Cohesin Core Complex Gene Dosage Contributes to Germinal Center Derived Lymphoma Phenotypes and Outcomes.
Academic Article
Overview
abstract
The cohesin complex plays critical roles in genomic stability and gene expression through effects on 3D architecture. Cohesin core subunit genes are mutated across a wide cross-section of cancers, but not in germinal center (GC) derived lymphomas. In spite of this, haploinsufficiency of cohesin ATPase subunit Smc3 was shown to contribute to malignant transformation of GC B-cells in mice. Herein we explored potential mechanisms and clinical relevance of Smc3 deficiency in GC lymphomagenesis.

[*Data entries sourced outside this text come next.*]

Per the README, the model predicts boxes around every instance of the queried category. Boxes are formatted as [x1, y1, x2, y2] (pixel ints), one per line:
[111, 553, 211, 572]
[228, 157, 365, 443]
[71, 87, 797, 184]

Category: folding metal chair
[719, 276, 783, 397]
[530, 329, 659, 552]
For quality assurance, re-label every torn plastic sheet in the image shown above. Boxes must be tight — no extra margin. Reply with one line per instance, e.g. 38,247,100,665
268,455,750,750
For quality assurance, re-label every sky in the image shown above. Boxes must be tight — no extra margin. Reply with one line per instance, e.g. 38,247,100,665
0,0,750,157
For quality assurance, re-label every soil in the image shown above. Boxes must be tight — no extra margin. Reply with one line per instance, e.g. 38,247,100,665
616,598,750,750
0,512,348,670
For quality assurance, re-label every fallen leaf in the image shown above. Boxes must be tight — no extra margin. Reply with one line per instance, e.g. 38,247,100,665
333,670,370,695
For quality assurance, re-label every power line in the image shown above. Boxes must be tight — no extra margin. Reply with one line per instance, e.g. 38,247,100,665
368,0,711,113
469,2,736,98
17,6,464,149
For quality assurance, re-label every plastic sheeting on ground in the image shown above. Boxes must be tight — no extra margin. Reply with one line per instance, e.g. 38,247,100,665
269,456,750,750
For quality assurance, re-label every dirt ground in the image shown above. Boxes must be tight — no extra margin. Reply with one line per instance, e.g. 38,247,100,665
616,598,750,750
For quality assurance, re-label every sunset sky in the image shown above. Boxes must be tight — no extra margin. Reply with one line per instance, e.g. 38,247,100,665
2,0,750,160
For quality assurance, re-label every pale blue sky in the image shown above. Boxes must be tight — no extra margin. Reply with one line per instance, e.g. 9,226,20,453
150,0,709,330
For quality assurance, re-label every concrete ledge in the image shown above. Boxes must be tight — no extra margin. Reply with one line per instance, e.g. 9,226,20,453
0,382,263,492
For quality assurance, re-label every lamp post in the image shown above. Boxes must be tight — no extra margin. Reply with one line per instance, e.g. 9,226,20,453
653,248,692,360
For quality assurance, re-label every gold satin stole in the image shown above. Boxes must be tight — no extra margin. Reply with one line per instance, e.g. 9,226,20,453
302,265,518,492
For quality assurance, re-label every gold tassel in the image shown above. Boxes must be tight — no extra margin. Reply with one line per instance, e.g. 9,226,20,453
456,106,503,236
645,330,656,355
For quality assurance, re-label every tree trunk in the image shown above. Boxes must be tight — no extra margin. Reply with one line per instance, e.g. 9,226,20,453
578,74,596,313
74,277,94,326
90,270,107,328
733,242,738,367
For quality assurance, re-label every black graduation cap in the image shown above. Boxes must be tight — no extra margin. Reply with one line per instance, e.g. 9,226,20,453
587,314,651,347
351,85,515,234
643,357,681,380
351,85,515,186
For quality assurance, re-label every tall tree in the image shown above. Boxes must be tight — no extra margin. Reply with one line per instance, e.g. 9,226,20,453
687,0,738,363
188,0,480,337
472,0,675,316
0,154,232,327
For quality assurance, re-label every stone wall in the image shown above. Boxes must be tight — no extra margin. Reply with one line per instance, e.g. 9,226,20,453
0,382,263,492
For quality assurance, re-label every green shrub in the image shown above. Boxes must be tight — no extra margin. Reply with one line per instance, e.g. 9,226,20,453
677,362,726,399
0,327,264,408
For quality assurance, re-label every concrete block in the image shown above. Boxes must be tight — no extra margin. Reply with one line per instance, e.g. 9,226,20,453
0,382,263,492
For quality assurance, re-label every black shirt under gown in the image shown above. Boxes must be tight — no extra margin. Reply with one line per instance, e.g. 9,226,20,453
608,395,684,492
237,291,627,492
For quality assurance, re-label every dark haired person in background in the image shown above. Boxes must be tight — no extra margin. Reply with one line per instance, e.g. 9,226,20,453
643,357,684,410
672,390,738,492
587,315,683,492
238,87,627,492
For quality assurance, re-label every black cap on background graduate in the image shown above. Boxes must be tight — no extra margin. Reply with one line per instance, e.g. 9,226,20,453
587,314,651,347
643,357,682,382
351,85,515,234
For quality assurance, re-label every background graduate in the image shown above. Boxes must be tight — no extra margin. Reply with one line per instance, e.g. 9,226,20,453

Transcriptional profiling of Smc3 haploinsufficient murine lymphomas revealed downregulation of genes repressed by loss of epigenetic tumor suppressors Tet2 and Kmt2d. Profiling 3D chromosomal interactions in lymphomas revealed impaired enhancer-promoter interactions affecting genes like Tet2, which was aberrantly downregulated in Smc3 deficient lymphomas. Tet2 plays important roles in B-cell exit from the GC reaction, and single cell RNA-seq profiles and phenotypic trajectory analysis in Smc3 mutant mice revealed a specific defect in commitment to the final steps of plasma cell differentiation. Although Smc3 deficiency resulted in structural abnormalities in GC B-cells, there was no increase of somatic mutations or structural variants in Smc3 haploinsufficient lymphomas, suggesting that cohesin deficiency largely induces lymphomas through disruption of enhancer-promoter interactions of terminal differentiation and tumor suppressor genes. Strikingly, the presence of the Smc3 haploinsufficient GC B-cell transcriptional signature in human patients with GC-derived diffuse large B-cell lymphoma (DLBCL) was linked to inferior clinical outcome and low expression of cohesin core subunits. Reciprocally, reduced expression of cohesin subunits was an independent risk factor for worse survival int DLBCL patient cohorts. Collectively, the data suggest that Smc3 functions as a bona fide tumor suppressor for lymphomas through non-genetic mechanisms, and drives disease by disrupting the commitment of GC B-cells to the plasma cell fate.